No mito do robô, acredita-se que esse ser mais evoluído é capaz de substituir o trabalho humano sem sofrer nem reclamar, além de que nós somos os senhores da técnica.  

“Ter acesso a esse conhecimento não torna os humanos obsoletos. O fato de os algoritmos serem capazes de fazer cálculos que a gente não é capaz, na verdade oferece uma nova ferramenta de análise social e de vivência, que a gente não tinha por exemplo também”, argumenta Thiago Novaes.

Personalização do consumo 

Outro ponto do uso da IA, segundo Júlio César, se refere às plataformas de streaming, que utilizam a tecnologia e promovem uma personalização do consumo ao mapearem as interações com os usuários, para apresentar conteúdo que o algoritmo de inteligência artificial julgue mais atrativo para o usuário logado.  

“Pode-se falar aqui de uma individualização da experiência, o que é de fato interessante, mas, se a relação do usuário com a plataforma não for ativa e crítica ele nunca sairá dos mesmos padrões de escuta. Mas não existem apenas lados perversos, sem contar a maior facilitação para artistas emergentes que podem, cada vez mais, promover a divulgação de seus trabalhos”. 
Júlio César de Melo
professor de Música da UFRN

É assim que ambos os especialistas acreditam que deve ser: usar a tecnologia a nosso favor. “A tecnologia sempre impactou muito a música, desde a época da gravação da música, da invenção dos fonógrafos, é uma aliada da música e sempre vai ser, mas é usar com responsabilidade, como uma ferramenta pra ajudar, e nunca pra substituir o homem”, destaca Bacelar.  
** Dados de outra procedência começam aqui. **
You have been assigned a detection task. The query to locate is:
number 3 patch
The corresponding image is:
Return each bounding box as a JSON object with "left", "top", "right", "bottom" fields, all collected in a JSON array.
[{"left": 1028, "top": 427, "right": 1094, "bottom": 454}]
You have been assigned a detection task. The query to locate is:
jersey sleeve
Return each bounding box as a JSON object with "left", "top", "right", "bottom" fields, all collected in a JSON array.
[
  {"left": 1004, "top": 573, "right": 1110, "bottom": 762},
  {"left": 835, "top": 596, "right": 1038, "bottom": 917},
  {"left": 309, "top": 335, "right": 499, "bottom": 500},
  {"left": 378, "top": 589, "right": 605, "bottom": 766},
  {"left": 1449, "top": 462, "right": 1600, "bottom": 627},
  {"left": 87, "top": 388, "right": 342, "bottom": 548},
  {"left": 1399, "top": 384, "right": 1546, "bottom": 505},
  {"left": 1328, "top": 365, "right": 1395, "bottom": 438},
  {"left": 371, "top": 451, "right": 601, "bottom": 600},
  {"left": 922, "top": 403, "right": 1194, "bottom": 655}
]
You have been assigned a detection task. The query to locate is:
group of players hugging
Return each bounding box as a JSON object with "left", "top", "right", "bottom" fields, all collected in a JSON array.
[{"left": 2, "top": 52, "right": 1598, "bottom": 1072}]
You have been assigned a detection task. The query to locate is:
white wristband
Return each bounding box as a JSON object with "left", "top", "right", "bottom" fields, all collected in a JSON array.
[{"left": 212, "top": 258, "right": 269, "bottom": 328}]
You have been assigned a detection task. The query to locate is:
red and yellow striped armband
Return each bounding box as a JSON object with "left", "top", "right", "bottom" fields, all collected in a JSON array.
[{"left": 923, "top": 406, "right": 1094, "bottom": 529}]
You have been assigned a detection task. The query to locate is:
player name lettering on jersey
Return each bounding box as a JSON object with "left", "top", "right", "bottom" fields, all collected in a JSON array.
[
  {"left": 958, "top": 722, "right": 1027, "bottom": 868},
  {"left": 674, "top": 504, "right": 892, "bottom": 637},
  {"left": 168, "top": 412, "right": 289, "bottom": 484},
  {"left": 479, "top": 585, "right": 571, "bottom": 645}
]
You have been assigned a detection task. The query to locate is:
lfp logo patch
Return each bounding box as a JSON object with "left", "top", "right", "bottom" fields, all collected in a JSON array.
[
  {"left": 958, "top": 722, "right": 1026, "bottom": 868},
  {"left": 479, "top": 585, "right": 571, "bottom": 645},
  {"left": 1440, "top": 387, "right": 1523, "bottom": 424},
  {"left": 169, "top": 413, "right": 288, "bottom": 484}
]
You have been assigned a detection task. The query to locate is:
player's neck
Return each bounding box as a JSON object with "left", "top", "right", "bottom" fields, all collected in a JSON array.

Dentre as possibilidades de uso positivo, o professor acrescenta ainda o potencial de experiências musicais imersivas, da transcrição musical em tempo real e das inúmeras potencialidades para a educação musical. 

“Temos por exemplo uma pesquisa em que estou envolvido em curso na UFRN com o objetivo de desenvolver uma IA mediada por comandos de voz em língua portuguesa para controlar editores de áudio (que permitem gravação e edição) como suporte a deficientes visuais durante os processos de produção musical”, explica.

Direitos autorais  

Para além de todos esses apontamentos, uma questão muito importante que entra em discussão é a titularidade sobre a criação das obras criadas por IA. Bacelar diz que, em alguns países, o autor de uma obra intelectual pode ser uma pessoa física, mas no Brasil, a lei de direitos autorais fala sobre criação do espírito.  

“São obras intelectuais protegidas as criações do espírito, expressas por qualquer meio ou fixadas em qualquer suporte, tangível ou intangível, conhecido ou que se invente no futuro”, é o que prevê o artigo 7º da Lei 9.610/98.  

“O Grammy latino, do qual sou membro votante, já se pronunciou que não vai aceitar qualquer tipo de obra que seja feita por IA. Tem uma discussão ética e tem também um questionamento sobre de quem são os direitos sobre uma música que é criada dessa forma, porque ela gera uma receita, isso ainda não é claro”, reitera.  

Por usar padrões já existentes, há ainda uma discussão sobre possível plágio, uma vez que a obra gerada é derivada de outras.  

Muito embora, ainda não seja possível prever os impactos da inteligência artificial na indústria cultural como um todo, legislação, educação e sociedade precisam se atualizar para acompanhar a contemporaneidade.